Ed Miliband has promised new measures to prevent British people being "locked out" of jobs by foreign workers, including forcing firms to declare if they employ high numbers of immigrants.

Overseas-only employment agencies would be banned and an early-warning system set up to highlight areas where locals are "dominated" by an influx of overseas labour under the proposals.

While there cannot be set quotas on home-grown workers, urgent action is required to identify where British jobseekers need better training to compete, said the Labour leader. Demanding that job centres be told of all firms where more than one in four staff is from overseas would form part of the new system to provide Whitehall and town halls with vital information.

Mr Miliband hopes to shift the focus of the debate from border controls, and what he says are ineffective Government caps on arrivals, towards the impact on people's daily lives. While restrictions on new arrivals, including caps on people from any new EU member state, are necessary, reforming the jobs market is just as important, he argued.

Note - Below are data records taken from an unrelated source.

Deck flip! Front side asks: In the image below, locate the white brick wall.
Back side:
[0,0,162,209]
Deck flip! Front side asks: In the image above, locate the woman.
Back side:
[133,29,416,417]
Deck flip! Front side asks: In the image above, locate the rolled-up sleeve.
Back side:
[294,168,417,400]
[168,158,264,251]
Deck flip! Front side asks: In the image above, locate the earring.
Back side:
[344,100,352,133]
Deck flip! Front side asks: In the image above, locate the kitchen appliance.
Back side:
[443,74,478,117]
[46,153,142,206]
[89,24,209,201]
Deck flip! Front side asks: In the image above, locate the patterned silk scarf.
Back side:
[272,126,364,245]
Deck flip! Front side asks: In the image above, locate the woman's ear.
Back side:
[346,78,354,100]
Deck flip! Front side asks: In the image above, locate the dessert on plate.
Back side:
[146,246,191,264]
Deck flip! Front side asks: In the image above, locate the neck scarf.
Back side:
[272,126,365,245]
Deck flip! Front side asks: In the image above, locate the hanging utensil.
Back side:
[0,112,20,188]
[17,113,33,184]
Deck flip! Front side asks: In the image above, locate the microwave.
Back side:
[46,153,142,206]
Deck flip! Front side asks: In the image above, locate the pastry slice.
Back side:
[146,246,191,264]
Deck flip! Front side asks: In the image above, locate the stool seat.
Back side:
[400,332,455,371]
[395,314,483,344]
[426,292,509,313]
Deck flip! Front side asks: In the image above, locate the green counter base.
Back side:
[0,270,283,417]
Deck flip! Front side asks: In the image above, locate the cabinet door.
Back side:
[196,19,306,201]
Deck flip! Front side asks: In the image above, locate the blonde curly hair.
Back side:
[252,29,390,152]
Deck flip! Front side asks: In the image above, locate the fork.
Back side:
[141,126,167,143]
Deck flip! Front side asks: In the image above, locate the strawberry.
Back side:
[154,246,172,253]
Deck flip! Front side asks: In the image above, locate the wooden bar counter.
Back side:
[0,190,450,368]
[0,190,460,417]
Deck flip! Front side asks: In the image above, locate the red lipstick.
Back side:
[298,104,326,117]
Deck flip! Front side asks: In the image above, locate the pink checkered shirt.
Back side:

Mr Miliband distanced himself from the rhetoric of his predecessor Gordon Brown, saying: "I am not going to promise 'British jobs for British workers'. But we need an economy which offers working people a fair crack of the whip. The problem we need to address is in those areas and sectors where local talent is locked out of opportunity."

He said Labour had to change its approach to immigration and recognise "the costs as well as the benefits", arguing the last Labour government under Mr Brown became "too disconnected from the concerns of working people".

"We too easily assumed those who worried about immigration were stuck in the past, unrealistic about how things could be different, even prejudiced. But Britain was experiencing the largest peacetime migration in recent history, and people's concerns were genuine. Why didn't we listen more? At least by the end of our time in office, we were too dazzled by globalisation and too sanguine about its price."

In a further pointed swipe at Mr Brown, he said people who expressed legitimate concerns about immigration should be engaged with, not dismissed as "bigoted". The former PM damaged Labour's 2010 election campaign when he was caught on microphone using the term about a voter he met in Rochdale. "Worrying about immigration, talking about immigration, thinking about immigration, does not make them bigots. Not in any way," Mr Miliband said. "They're anxious about the future. And since this conversation is going on in the houses, streets and neighbourhoods of Britain, it must be a conversation that the Labour Party joins too."

Immigration minister Damian Green said: "Until Ed Miliband supports the Government's measures to cut and control immigration, Labour will have no credibility at all. Under his leadership, Labour have opposed our aim to get annual net migration down to the tens of thousands, and they have opposed the cap on economic migration, our changes to student visas and our reforms to family visas. They refuse to admit that immigration is too high, and they refuse to say immigration needs to come down.

If Ed Miliband thinks the national minimum wage is the solution to immigration, he needs to explain why, after introducing the minimum wage, net migration increased by 2.2 million under Labour. He says he isn't going to promise British jobs for British workers but he seems to have fallen into the same trap as Gordon Brown. He still opposes everything the Government is doing to cut and control immigration and still isn't offering a single credible immigration policy of his own."